Bulgarian Society, Not Government, Praised for Saving Jews From Holocaust
Jerusalem, 10 March, 2026 (TPS-IL) -- Sofia (BTA) Saving over 50,000 Jews from extermination in 1943 also saved Bulgarian society from the shame of being complicit in a genocide, said Natalia Kiselova, the chairwoman of the left-wing group, in a declaration on behalf of the BSP-United Left parliamentary group on the occasion of Holocaust Day.
Bulgaria marks its Holocaust remembrance day on March 10 because it was on that date in 1943 when planned deportations of Bulgarian Jews to Nazi concentration camps were halted by public protest.
“We remember, we will not allow ourselves to forget the rescue of Bulgarian Jews,” the left said in the declaration.
In January 1943, on the orders of Adolf Eichmann, head of the Jewish section of the Gestapo, Theodor Dannecker, an expert on European affairs and captain of the protective squads, arrived in Sofia to organize and supervise the deportation of Bulgarian Jews to concentration camps in Poland, Kiselova said.
“In the first tranche, 20,000, and then all the rest. In the Third Reich, the plan from the previous January, developed in deep secrecy at the so-called Wannsee conference, known for the adopted plan for the final solution of the Jewish question, was being implemented. The so-called Final Solution was actually a plan and schedule for the extermination of all European Jewry. In Bulgaria, it failed,” she added.
Regarding the fate of the Jews of the Kingdom of Bulgaria during the years of the Holocaust, several fundamental questions are raised in a socio-political, historical-political plan — who are the factors and personalities that decisively contributed to the salvation of the Bulgarian Jews, respectively, who is actually the savior — the Tsar, Dimitar Peshev, Bishops Stefan and Kiril, the Holy Synod of the Bulgarian Exarchate, the communists, the intelligentsia, the Jews themselves.
The specific answer to this question was found — the Bulgarian Jews were saved by the entire Bulgarian society, Kiselova emphasized.
But, she added, “the question is periodically raised as to how the failure to save the Jews from White Sea Thrace, Vardar Macedonia and Pirot should be assessed and who is ultimately to blame for this”.
“The specific definition of responsibility for this terrible act lies primarily with the government of Bogdan Filov — Filov himself personally and his interior ministers, first Gabrovski, and then Docho Hristov,” the declaration said.

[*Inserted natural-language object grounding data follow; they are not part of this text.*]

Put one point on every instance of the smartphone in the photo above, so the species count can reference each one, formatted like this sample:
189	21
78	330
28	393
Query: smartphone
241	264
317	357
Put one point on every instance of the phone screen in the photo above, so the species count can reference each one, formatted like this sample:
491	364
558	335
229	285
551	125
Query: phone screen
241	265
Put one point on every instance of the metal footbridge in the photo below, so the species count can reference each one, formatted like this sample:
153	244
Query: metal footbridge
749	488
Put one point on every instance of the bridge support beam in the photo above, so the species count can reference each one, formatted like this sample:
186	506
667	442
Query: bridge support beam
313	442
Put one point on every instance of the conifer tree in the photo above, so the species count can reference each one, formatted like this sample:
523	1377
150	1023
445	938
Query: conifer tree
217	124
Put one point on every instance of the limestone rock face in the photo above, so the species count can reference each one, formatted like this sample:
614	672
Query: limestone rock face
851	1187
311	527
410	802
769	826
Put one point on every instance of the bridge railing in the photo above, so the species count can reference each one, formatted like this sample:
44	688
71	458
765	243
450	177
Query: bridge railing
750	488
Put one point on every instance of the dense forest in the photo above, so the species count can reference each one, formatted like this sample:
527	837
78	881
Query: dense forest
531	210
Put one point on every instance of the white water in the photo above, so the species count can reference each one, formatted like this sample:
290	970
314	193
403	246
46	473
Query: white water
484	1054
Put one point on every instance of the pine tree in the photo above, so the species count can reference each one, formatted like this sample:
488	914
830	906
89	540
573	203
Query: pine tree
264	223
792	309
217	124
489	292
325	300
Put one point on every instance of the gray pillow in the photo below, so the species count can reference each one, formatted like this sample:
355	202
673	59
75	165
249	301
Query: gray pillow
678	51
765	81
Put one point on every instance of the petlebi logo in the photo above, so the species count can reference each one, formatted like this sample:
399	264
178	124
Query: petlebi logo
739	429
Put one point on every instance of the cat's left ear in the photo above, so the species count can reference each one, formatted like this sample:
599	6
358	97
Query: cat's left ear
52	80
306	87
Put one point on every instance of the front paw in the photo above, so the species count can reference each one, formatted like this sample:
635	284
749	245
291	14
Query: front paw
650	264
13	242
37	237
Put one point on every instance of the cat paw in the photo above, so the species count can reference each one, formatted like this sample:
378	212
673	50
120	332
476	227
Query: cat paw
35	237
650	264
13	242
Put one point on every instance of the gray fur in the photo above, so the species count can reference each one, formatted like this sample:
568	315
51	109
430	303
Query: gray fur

“The basic truth is that Hitlerite Germany is the initiator and organizer of the deportations and extermination of Jews in the countries that fell under its rule,” Kiselova said.
According to her, demographic tables show that at the end of World War II, more Jews lived in Bulgaria than at its beginning. Jews from the Aegean Sea, Pirot and Vardar are considered in German documents as Greek and Yugoslav, and not as Bulgarian Jews.
“The fair answer is that in Bulgaria, the Jews were saved by Bulgarian society. However, the transportation of Jews from Vardar Macedonia, Aegean Thrace and Pirot was carried out under the leadership and supervision of senior officials from the Bulgarian Commissariat for Jewish Affairs and personally of Commissioner Alexander Belev,” the declaration stated.